Ливерий Николаевич усмехнулся: что-что, а напугать Евгения ему удалось. Теперь ни о какой армии и речи быть не может, и огромное за это спасибо Ганцзалину. Если бы сын его погиб на фронте, он не знает, как можно было бы пережить подобное горе. Ганцзалин, однако, слушал Покидышева рассеянно и кивал невпопад. Тот заметил его состояние.
– Вас что-то тревожит? – спросил он.
Ганцзалин только головой покачал: нет, все в порядке.
– А где вы остановились? – спросил Ливерий Николаевич.
Китаец отвечал, что пока нигде, но, вероятно, поблизости есть какой-нибудь постоялый двор или дешевая гостиница.
– Да зачем же вам гостиница, если у моей жены есть доходный дом тут неподалеку! – воскликнул Покидышев. – Вам там будет очень удобно, и денег, разумеется, с вас мы никаких не возьмем.
При этих словах Ганцзалин немного просветлел лицом и с благодарностью кивнул. Ливерий Николаевич был опытный человек и быстро понял причину озабоченности китайца. Крайне деликатно он попытался выяснить, сколько запросил доктор Чан за лечение. Не сразу, но Ганцзалин все-таки признался, что за курс придется выложить тысячу рублей. Но трудность даже не в этом, трудность в том, что деньги эти нужно найти до завтрашнего дня. А здесь, в чужом городе, среди незнакомых людей найти так скоро такую изрядную сумму совершенно немыслимо.

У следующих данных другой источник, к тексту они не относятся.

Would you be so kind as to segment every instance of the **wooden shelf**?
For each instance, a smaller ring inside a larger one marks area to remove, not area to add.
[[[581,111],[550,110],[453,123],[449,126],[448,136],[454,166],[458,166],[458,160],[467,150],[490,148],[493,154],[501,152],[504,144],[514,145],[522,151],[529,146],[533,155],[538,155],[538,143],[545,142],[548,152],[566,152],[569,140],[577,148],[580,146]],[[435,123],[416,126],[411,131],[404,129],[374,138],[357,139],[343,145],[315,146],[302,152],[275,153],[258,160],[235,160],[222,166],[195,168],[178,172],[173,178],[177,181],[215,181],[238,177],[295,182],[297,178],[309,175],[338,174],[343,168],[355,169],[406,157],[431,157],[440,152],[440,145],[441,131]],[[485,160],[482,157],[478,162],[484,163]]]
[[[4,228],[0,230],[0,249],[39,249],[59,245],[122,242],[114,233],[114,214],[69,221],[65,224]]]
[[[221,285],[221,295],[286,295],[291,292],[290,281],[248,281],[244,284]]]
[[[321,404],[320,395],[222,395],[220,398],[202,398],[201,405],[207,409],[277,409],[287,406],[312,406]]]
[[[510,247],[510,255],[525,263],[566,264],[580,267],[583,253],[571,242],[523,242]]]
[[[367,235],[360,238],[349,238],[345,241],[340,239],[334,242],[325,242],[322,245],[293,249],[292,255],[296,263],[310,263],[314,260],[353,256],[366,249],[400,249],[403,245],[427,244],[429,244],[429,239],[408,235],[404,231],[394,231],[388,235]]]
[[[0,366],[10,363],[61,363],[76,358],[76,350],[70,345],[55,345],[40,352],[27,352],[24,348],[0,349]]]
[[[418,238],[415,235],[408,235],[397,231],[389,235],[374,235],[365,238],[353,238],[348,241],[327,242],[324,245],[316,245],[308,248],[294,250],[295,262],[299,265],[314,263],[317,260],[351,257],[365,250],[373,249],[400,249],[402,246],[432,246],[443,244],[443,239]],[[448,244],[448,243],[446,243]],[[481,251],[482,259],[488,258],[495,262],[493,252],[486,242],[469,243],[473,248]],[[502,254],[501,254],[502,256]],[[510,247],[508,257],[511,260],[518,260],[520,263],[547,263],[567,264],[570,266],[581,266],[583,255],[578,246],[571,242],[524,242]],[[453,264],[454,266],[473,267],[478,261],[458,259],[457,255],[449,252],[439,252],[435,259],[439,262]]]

Услышав это, Покидышев-старший облегченно засмеялся.
– Любезный Ганцзалин, – сказал он торжественно, – знайте, что этот город для вас не чужой. И здесь у вас есть друзья, которые в любой момент протянут вам руку помощи.
Сказавши такие слова, Ливерий Николаевич немедленно предложил китайцу тысячу рублей. Тот было уперся, говоря, что не может просто так взять такую большую сумму, но Покидышев сказал, что дает эти деньги в долг, заимообразно, а вернуть их можно, когда Загорский придет в себя и получит доступ к своему банковскому счету. Ведь в том, чтобы взять в долг, тем более у друзей, нет ничего предосудительного, не так ли?
И тут Ливерий Николаевич впервые за весь день увидел, что печальный и хмурый китаец способен улыбаться, причем совершенно безудержно, во все зубы.
– Благодарю, – сказал Ганцзалин, пожимая руку купца обеими своими, – огромное вам спасибо, дорогой Ливерий Николаевич…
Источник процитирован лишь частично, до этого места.